The Administrators who have been seaching for a new owner said they had run out of options, saying: "Assurances required from the buyer to confirm their ability to proceed have not been received. Whilst the Administrators will keep this dialogue open, they must prepare for the prospect that the business will cease to trade following completion of final production in week commencing 20 September 2021."

They went on: "With no current viable offers remaining to take the business on, we must now prepare for a property and asset sale. Regrettably, production will finally end on site later this month. Our specialist employment team will continue to work closely with the staff."

The Northern Echo understands that workers were told at a meeting this afternoon that the final lifeline, a bidder who had stayed the course and might have saved at least part of the company has now pulled out.

A letter seen by The Echo tells workers in seven shattering words "we do not have a proceedable offer".

The letter - which seems to be from the union - goes on to say there is interest in the building, but not the production facility.

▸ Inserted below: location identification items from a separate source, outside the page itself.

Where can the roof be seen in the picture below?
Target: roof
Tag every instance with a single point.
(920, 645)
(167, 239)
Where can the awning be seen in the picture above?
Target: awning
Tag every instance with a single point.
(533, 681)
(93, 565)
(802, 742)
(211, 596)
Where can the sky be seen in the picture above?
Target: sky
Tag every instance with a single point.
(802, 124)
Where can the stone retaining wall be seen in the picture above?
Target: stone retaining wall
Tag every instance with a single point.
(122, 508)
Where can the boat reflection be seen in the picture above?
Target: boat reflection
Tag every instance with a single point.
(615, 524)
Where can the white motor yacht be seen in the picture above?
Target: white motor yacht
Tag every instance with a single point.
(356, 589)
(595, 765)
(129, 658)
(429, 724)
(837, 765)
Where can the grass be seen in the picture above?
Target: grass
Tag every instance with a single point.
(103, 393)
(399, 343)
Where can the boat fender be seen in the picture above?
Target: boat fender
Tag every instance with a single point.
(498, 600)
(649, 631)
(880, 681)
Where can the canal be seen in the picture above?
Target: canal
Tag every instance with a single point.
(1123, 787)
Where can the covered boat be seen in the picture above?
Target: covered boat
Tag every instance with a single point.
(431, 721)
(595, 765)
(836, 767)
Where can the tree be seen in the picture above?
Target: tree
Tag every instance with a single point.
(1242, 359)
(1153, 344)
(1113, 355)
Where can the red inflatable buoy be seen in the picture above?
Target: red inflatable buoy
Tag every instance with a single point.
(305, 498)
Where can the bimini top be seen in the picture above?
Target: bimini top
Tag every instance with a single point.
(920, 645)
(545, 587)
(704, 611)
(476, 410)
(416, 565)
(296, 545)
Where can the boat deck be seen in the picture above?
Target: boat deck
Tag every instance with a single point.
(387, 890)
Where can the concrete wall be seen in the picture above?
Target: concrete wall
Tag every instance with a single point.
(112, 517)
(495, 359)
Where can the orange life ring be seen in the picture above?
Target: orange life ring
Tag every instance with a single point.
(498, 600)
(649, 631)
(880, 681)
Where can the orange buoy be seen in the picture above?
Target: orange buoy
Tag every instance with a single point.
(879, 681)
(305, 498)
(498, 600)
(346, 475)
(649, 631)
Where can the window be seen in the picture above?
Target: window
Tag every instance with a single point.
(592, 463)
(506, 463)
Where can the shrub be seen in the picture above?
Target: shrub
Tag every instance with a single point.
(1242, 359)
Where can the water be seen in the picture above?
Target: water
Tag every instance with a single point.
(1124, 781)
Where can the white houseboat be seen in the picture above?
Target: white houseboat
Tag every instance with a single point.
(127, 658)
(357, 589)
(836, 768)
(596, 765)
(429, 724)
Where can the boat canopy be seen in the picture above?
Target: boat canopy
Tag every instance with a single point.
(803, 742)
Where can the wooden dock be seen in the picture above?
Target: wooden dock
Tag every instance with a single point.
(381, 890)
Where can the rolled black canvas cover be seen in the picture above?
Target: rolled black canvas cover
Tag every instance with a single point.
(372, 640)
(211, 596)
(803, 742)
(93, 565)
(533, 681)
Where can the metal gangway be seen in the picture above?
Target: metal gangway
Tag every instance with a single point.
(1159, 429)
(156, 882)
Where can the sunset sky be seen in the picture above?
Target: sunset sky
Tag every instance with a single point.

"We are not in a position to complete on an offer. Not received proof of funds

"Due to this we are looking at a wind down of production. We would need to make the  majority of the staff redundant. We do not know the exact date production will cease."

It said the next meeting was planned  for September 19th.

The brutal truth is that there is no-one left to turn to and the 153 staff left on its books will lose their jobs.

Some will go very soon, probably those on furlough first, but The Echo understands that the business as a whole will fold completely before the end of the month - the last heartbreaking chapter of almost 150 years leading the world in landmark structures.

Read more: Two bids on the table

Only a couple of weeks ago we reported that there were two bids left on the table and that administrators were battling to get the best deal. It seemed that there was hope because at least someone was staying the course and putting their money forward.

But then as time went on and there was no word we started to fear the worst and The Echo reported that two earlier bidders had pulled out and were no longer part of the discussions. One was believed to be a hugely experienced bridge-builder from America and the other a British-based investment group.

Read more:  Uncertainty grows over future of site

We said then that it was unclear what any potential buyer remaining would do - would they want it all or would the assets have to be split, but if there is one remaining bid at least that gave us something - which was better than nothing.

Now our biggest fear has come true. A crushing blow for workers and a bleak future for the vast site where so many careers and reputations were built and where hundreds of familes placed their trust and their livelihoods.